Middle East

Armed Assad supporters and opponents clash in Lebanon

Supporters of Hizb al-Tahrir protest against Syrian President Bashar al-Assad in Tripoli (10 February 2012)
Image caption Tensions have mounted in Tripoli since the beginning of the Syrian uprising

There has been heavy gunfire in the Lebanese city of Tripoli, as supporters and opponents of Syria's President Bashar al-Assad took to the streets.

Rocket-propelled grenades were also fired and a bystander was injured by a stray round, officials said.

Prime Minister Najib Mikati told the army to "take necessary measures to halt" the events in the northern port.

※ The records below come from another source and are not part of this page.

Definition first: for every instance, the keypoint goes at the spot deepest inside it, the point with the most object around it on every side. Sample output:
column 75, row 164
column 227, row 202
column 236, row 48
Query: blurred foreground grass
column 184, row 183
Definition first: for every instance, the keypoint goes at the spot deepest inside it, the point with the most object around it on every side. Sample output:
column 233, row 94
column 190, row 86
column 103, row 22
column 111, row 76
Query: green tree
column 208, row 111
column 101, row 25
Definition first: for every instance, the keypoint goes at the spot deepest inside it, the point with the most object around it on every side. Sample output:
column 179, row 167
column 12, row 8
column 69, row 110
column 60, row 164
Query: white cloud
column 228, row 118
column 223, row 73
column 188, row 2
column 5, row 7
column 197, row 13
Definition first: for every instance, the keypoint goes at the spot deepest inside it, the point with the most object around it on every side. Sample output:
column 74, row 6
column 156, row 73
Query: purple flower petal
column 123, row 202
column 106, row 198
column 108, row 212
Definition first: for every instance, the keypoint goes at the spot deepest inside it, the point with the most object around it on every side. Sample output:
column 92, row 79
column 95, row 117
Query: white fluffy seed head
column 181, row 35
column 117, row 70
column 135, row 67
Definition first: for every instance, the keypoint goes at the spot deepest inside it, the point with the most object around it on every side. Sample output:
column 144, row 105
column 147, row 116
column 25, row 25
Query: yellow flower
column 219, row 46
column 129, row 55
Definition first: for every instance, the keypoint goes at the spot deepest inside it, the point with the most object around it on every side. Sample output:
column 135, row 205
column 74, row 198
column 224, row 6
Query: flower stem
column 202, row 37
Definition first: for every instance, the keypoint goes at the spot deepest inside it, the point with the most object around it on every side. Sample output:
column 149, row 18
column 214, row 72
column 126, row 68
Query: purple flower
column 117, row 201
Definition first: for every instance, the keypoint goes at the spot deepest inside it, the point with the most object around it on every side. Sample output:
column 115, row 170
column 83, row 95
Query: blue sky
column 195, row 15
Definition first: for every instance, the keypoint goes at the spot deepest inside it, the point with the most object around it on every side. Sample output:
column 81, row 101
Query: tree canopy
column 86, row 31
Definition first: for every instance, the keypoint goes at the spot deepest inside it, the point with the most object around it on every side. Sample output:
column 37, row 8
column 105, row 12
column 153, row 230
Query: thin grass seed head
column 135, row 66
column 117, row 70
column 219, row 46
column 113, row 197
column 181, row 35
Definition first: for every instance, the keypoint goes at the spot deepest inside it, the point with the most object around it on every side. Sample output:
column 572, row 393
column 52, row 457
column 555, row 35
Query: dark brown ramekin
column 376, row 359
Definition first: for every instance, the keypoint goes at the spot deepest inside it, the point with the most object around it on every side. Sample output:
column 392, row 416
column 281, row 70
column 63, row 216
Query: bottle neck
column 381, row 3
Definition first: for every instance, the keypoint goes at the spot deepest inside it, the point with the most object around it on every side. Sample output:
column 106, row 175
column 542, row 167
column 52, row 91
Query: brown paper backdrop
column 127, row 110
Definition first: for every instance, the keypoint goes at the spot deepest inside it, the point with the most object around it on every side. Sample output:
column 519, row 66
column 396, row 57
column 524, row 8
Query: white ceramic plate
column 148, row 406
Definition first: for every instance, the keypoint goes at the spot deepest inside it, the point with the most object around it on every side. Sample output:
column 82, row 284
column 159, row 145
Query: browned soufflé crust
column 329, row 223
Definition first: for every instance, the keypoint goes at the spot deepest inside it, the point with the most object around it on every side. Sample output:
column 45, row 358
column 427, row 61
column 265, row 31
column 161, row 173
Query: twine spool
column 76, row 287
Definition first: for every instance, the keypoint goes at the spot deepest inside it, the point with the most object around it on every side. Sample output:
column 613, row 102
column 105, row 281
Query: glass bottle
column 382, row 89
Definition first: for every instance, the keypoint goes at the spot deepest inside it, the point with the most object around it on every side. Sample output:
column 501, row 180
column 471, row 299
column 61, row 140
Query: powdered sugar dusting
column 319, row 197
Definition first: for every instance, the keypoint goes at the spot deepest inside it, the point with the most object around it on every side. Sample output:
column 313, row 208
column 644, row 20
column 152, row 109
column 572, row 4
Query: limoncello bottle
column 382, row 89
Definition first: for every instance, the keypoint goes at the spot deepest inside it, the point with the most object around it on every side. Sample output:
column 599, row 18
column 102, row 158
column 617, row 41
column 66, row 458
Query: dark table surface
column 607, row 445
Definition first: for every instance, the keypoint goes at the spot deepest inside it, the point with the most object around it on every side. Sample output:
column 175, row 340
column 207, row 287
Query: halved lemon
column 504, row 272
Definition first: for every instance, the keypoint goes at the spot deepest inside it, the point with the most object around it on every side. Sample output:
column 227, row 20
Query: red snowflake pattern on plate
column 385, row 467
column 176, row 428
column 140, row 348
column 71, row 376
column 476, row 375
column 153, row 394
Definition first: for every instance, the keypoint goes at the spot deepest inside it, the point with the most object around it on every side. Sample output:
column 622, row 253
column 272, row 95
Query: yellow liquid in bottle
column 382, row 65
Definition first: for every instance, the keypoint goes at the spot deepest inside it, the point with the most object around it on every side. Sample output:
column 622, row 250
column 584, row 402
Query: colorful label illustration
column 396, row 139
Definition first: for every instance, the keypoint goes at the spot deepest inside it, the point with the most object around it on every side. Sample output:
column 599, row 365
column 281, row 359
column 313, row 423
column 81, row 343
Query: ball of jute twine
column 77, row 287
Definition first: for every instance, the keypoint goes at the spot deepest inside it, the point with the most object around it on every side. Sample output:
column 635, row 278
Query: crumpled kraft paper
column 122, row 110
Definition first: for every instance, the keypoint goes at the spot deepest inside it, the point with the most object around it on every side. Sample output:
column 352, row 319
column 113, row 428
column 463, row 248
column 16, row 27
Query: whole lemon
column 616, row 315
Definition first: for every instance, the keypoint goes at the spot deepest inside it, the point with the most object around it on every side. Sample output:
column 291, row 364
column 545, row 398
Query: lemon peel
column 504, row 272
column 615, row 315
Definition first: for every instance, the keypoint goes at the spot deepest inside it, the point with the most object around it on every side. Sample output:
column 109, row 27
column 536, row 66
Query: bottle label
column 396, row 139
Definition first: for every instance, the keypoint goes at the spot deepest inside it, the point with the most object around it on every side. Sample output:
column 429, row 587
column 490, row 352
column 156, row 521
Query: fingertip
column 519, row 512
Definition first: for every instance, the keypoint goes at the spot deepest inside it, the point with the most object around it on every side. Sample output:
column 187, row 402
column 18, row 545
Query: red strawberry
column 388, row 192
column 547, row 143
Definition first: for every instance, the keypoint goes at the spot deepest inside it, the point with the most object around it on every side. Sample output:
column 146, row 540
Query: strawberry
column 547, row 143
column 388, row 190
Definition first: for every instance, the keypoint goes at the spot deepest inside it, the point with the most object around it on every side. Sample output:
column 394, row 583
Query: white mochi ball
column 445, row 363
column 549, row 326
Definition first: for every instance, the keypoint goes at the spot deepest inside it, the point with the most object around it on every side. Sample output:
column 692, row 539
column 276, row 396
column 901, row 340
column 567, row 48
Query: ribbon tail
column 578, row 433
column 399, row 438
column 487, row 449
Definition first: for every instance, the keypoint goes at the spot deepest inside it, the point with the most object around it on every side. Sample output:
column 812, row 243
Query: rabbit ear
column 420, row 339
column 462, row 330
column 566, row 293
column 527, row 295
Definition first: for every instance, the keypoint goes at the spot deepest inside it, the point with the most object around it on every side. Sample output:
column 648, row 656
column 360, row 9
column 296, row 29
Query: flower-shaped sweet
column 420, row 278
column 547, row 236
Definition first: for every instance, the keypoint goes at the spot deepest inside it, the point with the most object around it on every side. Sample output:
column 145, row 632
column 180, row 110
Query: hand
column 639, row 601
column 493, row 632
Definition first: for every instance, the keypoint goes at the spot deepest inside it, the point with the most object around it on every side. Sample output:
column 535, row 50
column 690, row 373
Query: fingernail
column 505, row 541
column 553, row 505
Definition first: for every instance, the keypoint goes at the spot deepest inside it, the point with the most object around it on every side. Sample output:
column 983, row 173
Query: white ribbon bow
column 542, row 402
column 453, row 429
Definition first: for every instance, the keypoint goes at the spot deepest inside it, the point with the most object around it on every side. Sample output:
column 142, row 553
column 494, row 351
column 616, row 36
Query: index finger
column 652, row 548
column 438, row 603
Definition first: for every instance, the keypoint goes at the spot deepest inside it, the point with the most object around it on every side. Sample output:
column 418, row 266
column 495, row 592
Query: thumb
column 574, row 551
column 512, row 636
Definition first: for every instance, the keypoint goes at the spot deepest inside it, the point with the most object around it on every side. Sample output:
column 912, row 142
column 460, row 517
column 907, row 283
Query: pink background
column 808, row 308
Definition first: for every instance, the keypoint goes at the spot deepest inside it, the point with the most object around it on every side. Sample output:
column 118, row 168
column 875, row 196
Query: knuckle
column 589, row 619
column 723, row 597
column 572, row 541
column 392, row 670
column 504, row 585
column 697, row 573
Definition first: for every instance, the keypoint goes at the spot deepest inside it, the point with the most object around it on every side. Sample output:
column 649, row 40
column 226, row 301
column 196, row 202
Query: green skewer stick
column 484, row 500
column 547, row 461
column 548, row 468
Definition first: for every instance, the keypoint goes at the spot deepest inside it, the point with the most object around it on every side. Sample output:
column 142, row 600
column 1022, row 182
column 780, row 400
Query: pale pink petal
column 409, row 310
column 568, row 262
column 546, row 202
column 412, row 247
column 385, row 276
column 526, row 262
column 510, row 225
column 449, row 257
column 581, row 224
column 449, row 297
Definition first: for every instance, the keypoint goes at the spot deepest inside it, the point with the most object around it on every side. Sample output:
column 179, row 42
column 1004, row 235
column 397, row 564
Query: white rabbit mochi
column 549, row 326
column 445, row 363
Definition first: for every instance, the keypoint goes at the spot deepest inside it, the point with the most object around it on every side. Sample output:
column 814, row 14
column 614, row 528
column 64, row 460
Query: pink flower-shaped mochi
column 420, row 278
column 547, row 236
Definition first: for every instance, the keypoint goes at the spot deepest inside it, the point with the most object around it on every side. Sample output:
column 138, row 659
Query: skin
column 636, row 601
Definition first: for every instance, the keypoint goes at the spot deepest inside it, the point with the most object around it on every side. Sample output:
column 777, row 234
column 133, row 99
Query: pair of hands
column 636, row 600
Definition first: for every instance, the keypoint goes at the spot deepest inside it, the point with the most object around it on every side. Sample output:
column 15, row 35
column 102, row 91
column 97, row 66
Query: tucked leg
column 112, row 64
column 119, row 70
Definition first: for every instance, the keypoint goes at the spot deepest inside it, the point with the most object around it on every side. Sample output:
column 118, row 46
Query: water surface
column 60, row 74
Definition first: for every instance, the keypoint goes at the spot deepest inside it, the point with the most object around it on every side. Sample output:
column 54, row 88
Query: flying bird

The violence erupted after hundreds of people attended an anti-Assad demonstration after Friday prayers.

Residents said the RPGs were fired from the Sunni Muslim district of Bab al-Tabbana towards the Alawite district of Jabal Muhsin.

People from the two areas clash frequently, but tensions have mounted since the beginning of the uprising in Syria in March.

Mr Assad is an Alawite and members of the minority Shia sect occupy key positions in the Syrian government and security forces.

Syria's majority Sunni community has been at the forefront of the revolt against the president and borne the brunt of the state's crackdown, which human rights groups say has left more than 7,000 people dead.